Criticality Metrics for Relevance Classification in Safety Evaluation of Object Detection in Automated Driving
Jörg Gamerdinger, Sven Teufel, Stephan Amann, Oliver Bringmann
TL;DR
The paper tackles the challenge of safety-oriented evaluation of object detection in automated driving by surveying a wide range of criticality metrics, demonstrating their limitations on safety-critical scenarios, and proposing two strategies—multi-metric aggregation and bidirectional criticality rating—to improve robustness. Using the DeepAccident dataset, it shows that single metrics often fail to reliably identify risk frames, while the proposed approaches yield substantial gains in correctly identifying safety-critical frames and in timely signaling before collisions. The work highlights the need for context-aware, generalizable metrics and offers concrete guidance on combining metrics to enhance offline perception-safety evaluation, with an open-source library planned for future release.
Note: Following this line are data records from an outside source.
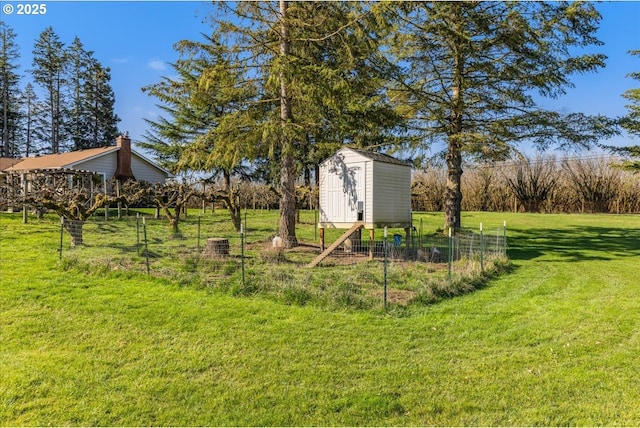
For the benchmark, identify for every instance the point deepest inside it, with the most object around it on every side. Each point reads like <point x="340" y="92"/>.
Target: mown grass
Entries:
<point x="350" y="281"/>
<point x="554" y="342"/>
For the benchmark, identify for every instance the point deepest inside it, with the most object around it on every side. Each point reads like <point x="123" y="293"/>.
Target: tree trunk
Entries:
<point x="287" y="170"/>
<point x="74" y="227"/>
<point x="453" y="192"/>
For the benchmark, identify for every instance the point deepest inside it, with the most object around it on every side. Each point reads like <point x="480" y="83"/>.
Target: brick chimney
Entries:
<point x="123" y="168"/>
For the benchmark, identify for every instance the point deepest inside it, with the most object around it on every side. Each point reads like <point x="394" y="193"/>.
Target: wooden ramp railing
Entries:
<point x="333" y="246"/>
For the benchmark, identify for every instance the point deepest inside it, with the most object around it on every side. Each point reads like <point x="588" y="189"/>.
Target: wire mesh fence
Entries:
<point x="402" y="267"/>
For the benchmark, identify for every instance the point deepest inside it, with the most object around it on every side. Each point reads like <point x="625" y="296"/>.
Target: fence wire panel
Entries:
<point x="209" y="252"/>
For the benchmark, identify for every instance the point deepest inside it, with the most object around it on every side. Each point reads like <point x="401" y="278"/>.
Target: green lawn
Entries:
<point x="553" y="342"/>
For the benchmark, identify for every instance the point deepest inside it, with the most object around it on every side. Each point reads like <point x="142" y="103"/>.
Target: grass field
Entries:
<point x="553" y="342"/>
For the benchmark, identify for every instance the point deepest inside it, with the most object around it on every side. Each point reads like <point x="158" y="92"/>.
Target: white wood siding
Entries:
<point x="383" y="188"/>
<point x="143" y="171"/>
<point x="392" y="193"/>
<point x="103" y="165"/>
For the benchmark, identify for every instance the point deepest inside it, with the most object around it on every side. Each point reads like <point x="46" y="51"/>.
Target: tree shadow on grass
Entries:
<point x="575" y="243"/>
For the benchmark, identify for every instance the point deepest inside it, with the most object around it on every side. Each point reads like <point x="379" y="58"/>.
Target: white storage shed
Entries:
<point x="363" y="187"/>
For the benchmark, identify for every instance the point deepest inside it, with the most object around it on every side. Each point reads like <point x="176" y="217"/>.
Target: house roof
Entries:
<point x="60" y="160"/>
<point x="8" y="163"/>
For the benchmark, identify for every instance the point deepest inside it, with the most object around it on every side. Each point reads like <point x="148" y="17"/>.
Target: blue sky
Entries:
<point x="135" y="39"/>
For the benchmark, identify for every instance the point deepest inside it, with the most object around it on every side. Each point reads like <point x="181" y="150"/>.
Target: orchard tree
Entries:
<point x="468" y="72"/>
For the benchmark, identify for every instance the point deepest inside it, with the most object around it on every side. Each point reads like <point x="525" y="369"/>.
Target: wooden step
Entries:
<point x="329" y="250"/>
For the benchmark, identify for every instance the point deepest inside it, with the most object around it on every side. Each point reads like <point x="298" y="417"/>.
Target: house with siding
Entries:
<point x="119" y="162"/>
<point x="94" y="169"/>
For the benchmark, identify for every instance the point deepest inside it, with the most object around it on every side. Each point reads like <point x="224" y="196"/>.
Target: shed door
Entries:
<point x="345" y="191"/>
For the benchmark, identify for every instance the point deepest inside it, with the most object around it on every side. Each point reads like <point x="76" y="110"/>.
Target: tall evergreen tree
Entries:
<point x="49" y="72"/>
<point x="78" y="60"/>
<point x="9" y="88"/>
<point x="190" y="136"/>
<point x="468" y="72"/>
<point x="98" y="104"/>
<point x="307" y="61"/>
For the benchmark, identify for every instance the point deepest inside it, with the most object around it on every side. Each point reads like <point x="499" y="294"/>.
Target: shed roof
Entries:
<point x="378" y="157"/>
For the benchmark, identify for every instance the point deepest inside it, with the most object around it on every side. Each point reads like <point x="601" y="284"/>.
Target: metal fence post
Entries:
<point x="146" y="246"/>
<point x="385" y="268"/>
<point x="199" y="232"/>
<point x="61" y="235"/>
<point x="504" y="239"/>
<point x="481" y="250"/>
<point x="242" y="251"/>
<point x="138" y="233"/>
<point x="450" y="254"/>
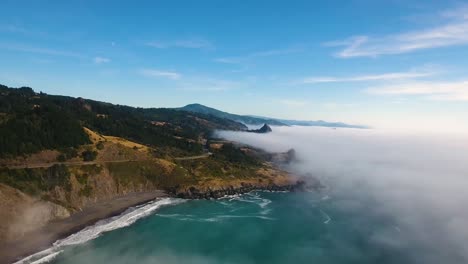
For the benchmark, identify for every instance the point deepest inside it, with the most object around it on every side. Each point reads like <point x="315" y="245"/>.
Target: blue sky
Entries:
<point x="391" y="64"/>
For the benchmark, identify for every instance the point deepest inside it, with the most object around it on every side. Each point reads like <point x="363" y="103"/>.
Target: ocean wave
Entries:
<point x="327" y="217"/>
<point x="127" y="218"/>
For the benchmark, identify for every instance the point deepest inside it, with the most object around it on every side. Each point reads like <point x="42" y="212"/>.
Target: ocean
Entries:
<point x="257" y="227"/>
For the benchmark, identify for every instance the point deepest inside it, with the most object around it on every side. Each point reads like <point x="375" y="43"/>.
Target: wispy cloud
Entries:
<point x="453" y="32"/>
<point x="258" y="54"/>
<point x="445" y="91"/>
<point x="39" y="50"/>
<point x="197" y="43"/>
<point x="100" y="60"/>
<point x="160" y="74"/>
<point x="372" y="77"/>
<point x="292" y="102"/>
<point x="209" y="85"/>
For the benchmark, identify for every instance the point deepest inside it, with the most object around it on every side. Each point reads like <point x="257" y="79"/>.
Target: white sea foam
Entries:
<point x="328" y="218"/>
<point x="125" y="219"/>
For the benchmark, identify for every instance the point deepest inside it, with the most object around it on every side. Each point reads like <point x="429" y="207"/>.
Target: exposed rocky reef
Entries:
<point x="194" y="193"/>
<point x="263" y="130"/>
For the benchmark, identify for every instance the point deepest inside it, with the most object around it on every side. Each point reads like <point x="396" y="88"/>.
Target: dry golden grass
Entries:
<point x="95" y="137"/>
<point x="127" y="143"/>
<point x="216" y="145"/>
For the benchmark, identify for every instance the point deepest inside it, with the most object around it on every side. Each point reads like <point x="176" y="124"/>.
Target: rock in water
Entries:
<point x="264" y="129"/>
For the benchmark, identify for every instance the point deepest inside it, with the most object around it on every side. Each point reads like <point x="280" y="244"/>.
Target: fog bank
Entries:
<point x="417" y="181"/>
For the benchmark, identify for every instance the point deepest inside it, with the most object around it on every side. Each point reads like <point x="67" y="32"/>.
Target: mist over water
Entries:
<point x="389" y="198"/>
<point x="417" y="184"/>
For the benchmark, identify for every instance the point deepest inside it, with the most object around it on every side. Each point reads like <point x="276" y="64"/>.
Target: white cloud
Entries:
<point x="38" y="50"/>
<point x="158" y="73"/>
<point x="99" y="60"/>
<point x="258" y="54"/>
<point x="208" y="84"/>
<point x="187" y="43"/>
<point x="453" y="32"/>
<point x="447" y="91"/>
<point x="292" y="102"/>
<point x="376" y="77"/>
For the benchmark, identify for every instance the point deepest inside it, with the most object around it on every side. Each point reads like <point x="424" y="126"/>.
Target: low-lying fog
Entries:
<point x="419" y="181"/>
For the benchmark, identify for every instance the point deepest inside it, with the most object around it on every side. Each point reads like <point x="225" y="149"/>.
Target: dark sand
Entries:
<point x="43" y="238"/>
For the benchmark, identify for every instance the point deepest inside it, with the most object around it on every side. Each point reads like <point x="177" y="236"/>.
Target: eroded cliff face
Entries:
<point x="21" y="213"/>
<point x="46" y="194"/>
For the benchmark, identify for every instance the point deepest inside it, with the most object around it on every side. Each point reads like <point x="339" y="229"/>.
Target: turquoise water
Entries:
<point x="258" y="227"/>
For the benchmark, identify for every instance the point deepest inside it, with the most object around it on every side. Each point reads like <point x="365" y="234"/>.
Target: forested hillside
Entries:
<point x="31" y="122"/>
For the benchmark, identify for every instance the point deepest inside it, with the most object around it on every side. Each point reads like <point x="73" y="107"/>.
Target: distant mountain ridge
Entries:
<point x="250" y="120"/>
<point x="259" y="120"/>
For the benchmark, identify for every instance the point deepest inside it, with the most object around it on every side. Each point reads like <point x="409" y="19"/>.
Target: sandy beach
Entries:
<point x="41" y="239"/>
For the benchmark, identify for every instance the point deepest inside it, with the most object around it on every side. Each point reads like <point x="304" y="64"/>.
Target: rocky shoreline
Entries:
<point x="194" y="193"/>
Overall, the study advances practical safety evaluation by shifting from single-metric reliance to integrated, bidirectional, and scenario-aware assessments of criticality.
Abstract
Ensuring safety is the primary objective of automated driving, which necessitates a comprehensive and accurate perception of the environment. While numerous performance evaluation metrics exist for assessing perception capabilities, incorporating safety-specific metrics is essential to reliably evaluate object detection systems. A key component for safety evaluation is the ability to distinguish between relevant and non-relevant objects - a challenge addressed by criticality or relevance metrics. This paper presents the first in-depth analysis of criticality metrics for safety evaluation of object detection systems. Through a comprehensive review of existing literature, we identify and assess a range of applicable metrics. Their effectiveness is empirically validated using the DeepAccident dataset, which features a variety of safety-critical scenarios. To enhance evaluation accuracy, we propose two novel application strategies: bidirectional criticality rating and multi-metric aggregation. Our approach demonstrates up to a 100% improvement in terms of criticality classification accuracy, highlighting its potential to significantly advance the safety evaluation of object detection systems in automated vehicles.